La comitiva real debía llegar al Prado exactamente a las once, y el tránsito de las calles vecinas había sido detenido por la Guardia Civil. Debido a un retraso en la ceremonia llevada a cabo en el palacio presidencial, el cortejo llegó casi al mediodía. Se oyó el ulular de las sirenas, las motocicletas policiales, y media docena de limusinas negras se detuvo frente a la escalinata de acceso.
Cristián Machado, director del museo, aguardaba, nervioso, en la entrada.
Machado había realizado una inspección minuciosa esa mañana para comprobar que todo estuviera en orden.
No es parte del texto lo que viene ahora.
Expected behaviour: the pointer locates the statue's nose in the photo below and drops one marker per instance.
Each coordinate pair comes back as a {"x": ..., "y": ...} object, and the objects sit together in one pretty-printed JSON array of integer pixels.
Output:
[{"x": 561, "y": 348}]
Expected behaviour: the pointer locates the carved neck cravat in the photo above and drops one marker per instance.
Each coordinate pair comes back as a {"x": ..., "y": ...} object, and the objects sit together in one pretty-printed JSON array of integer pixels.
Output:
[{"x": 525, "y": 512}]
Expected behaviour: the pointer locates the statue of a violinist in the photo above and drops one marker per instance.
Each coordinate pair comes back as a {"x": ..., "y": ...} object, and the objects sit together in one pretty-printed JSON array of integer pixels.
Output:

Los guardias habían recibido órdenes de permanecer especialmente alertas. El director estaba orgulloso de su museo, y quería causar una buena impresión al príncipe.
Lo único que lamentaba era no poder detener a las hordas de turistas, pero los guardaespaldas del príncipe y los agentes de seguridad del museo se encargarían de proteger al ilustre visitante. Todo estaba listo para su llegada.
La comitiva real comenzó su visita por el piso principal. El director recibió a Su Alteza y lo acompañó por los salones donde se exhibían las telas de pintores españoles del siglo XVI.
El príncipe avanzaba con lentitud, maravillado del espectáculo que se le presentaba ante los ojos. Era un amante de las artes y sentía una verdadera pasión por la pintura.
Cuando hubieron visitado las colecciones de arriba, Cristián Machado anunció con orgullo:
– Y ahora, si Su Alteza me lo permite, iremos a la sala de Goya.
Tracy había tenido una mañana agotadora. Al ver que el príncipe no llegaba, comenzó a sentir miedo. Su plan había sido sincronizado al segundo, pero necesitaba de la presencia del príncipe para que pudiera ponerse en práctica.
Recorrió los salones confundida entre la multitud, tratando de no atraer la atención. No vendrá -se dijo-. Tendré que suspenderlo todo. Sin embargo, en ese instante oyó las sirenas de la calle.